Our pre-Covid mental health and suicide prevention services were utterly inadequate to meet levels of need. This was precisely why #123GP activists along with others had campaigned for so long and so hard for an increase in funding and services.

Recent data obtained by PPR from the Department of Health and Trusts indicates that at the onset of Covid we were in stand-still and in some cases a worsening situation. A Freedom of Information response obtained by PPR from the Department of Health on 7 April 2020, showed that in 2018/19 5.3% of the overall health budget was spent on mental health. Just under half of the Confidence and Supply money allocated for mental health, over which there has been minimal scrutiny, has been spent on what are described as ‘mental health inescapable’ rather than new initiatives.

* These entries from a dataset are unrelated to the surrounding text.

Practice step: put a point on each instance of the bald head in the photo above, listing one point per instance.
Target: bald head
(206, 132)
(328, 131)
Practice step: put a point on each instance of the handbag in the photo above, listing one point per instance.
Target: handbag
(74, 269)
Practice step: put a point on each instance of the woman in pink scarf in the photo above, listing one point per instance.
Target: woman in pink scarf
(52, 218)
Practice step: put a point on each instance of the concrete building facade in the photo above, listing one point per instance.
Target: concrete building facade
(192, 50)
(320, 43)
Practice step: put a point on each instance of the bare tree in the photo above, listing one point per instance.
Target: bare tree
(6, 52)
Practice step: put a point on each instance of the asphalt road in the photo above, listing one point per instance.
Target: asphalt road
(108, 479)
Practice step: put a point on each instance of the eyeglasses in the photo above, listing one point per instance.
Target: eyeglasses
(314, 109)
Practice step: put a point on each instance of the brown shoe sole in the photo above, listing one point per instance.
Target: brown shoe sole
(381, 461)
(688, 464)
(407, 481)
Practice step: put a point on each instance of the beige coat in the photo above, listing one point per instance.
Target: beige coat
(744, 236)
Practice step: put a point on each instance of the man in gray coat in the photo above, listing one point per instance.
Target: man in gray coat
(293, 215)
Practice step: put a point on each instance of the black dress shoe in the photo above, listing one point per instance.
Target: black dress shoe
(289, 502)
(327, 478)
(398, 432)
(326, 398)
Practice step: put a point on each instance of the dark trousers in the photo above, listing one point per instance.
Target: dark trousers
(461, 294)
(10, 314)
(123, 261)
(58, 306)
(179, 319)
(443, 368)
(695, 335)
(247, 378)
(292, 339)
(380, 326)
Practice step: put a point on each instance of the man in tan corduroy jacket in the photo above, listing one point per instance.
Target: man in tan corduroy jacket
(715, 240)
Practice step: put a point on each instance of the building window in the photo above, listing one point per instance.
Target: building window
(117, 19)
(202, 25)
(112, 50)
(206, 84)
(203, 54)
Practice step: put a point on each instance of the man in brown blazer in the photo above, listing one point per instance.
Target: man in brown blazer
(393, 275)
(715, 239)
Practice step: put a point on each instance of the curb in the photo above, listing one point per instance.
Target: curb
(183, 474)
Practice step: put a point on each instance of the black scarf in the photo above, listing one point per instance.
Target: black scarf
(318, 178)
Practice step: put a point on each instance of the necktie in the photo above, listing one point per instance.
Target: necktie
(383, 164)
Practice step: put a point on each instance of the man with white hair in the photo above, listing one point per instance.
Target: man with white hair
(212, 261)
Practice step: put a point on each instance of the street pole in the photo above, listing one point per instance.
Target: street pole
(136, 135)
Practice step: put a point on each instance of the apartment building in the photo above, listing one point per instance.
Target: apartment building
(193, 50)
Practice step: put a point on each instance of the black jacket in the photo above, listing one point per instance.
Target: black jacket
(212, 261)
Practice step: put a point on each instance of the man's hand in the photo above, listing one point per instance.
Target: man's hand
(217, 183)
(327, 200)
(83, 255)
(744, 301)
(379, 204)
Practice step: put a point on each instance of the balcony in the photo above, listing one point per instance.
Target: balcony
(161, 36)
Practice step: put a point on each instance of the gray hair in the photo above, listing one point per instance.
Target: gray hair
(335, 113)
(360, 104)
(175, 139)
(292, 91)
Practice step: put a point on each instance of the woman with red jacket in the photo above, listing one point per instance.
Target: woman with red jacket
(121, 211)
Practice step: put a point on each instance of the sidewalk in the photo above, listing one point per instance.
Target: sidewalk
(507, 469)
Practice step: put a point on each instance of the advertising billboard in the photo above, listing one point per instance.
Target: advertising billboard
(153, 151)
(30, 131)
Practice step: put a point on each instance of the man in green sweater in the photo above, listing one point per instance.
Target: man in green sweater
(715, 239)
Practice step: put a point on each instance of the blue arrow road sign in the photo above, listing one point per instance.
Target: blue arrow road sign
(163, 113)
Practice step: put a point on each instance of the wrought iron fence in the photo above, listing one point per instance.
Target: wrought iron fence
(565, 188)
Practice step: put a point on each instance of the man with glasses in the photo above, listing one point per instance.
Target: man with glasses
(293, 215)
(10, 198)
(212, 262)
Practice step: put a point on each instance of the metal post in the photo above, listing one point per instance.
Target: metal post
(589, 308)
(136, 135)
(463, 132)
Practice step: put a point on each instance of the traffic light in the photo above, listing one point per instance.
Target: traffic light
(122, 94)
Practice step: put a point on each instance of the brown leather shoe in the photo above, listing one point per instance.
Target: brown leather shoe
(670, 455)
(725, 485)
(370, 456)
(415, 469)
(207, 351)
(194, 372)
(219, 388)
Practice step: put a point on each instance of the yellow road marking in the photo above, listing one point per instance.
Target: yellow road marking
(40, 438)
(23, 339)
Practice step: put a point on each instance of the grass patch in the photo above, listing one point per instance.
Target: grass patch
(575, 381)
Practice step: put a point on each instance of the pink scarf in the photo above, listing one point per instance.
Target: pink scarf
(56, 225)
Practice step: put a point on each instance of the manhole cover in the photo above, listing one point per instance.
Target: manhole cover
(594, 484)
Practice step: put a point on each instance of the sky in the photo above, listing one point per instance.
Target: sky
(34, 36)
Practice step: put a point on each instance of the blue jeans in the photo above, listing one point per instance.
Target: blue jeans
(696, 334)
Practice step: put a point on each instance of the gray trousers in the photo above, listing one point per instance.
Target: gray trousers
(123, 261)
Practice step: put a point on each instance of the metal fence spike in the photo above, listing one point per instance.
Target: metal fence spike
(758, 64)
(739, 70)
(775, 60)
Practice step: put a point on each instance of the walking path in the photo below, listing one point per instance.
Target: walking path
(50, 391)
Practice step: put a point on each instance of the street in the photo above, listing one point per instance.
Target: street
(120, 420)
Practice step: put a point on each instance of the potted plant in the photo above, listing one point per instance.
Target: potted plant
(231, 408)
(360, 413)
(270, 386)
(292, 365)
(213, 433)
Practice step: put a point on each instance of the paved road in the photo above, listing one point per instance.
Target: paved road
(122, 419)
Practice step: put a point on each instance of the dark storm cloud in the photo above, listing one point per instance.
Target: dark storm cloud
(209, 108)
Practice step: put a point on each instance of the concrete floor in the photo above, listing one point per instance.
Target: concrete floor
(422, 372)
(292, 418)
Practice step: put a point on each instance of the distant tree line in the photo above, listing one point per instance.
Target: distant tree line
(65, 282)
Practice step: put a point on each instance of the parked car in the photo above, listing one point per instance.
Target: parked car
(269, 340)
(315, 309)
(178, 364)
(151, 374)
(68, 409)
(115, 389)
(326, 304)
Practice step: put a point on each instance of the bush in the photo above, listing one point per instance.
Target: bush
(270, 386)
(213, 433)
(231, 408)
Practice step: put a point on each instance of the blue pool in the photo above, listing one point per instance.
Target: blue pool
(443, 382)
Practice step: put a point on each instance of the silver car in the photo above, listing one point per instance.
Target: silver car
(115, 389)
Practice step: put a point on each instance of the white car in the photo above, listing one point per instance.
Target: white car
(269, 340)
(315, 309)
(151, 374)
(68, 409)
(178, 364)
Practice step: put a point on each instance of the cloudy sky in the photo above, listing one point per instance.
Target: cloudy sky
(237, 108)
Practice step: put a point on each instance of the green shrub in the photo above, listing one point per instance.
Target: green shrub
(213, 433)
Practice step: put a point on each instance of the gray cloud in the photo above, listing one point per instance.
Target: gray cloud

There is little evidence of improvement in waiting times for talking therapies. Information obtained by PPR through Freedom of Information from the Western Health and Social Care Trust indicated that for over two-thirds of adults awaiting a mental health assessment, the 9-week waiting time target was breached. Over half of these waited longer than 18 weeks. The longest waiting time recorded was 1 year and 2 months. For over half of all adults waiting for Psychological Therapies the waiting time target of 13 weeks was breached. Again, the longest waiting time was 1 year and 2 months, or 430 days. #123GP has campaigned for a 28-day waiting time target.

Paradoxically mental health services, both at primary and secondary levels, may at the moment be experiencing a reduction in workload and waiting lists. However, this represents a false picture and can be explained by a number of factors including a mis-perception that all non-Covid services have been stood down, fear of contacting services and the fact that some people are in such crisis that they are not reaching out for help. If the experience of the conflict has taught us anything it is that it was only in the aftermath of those decades of violence that the true extent of collective trauma experienced became evident. This may well also be a similar pattern during and after Covid.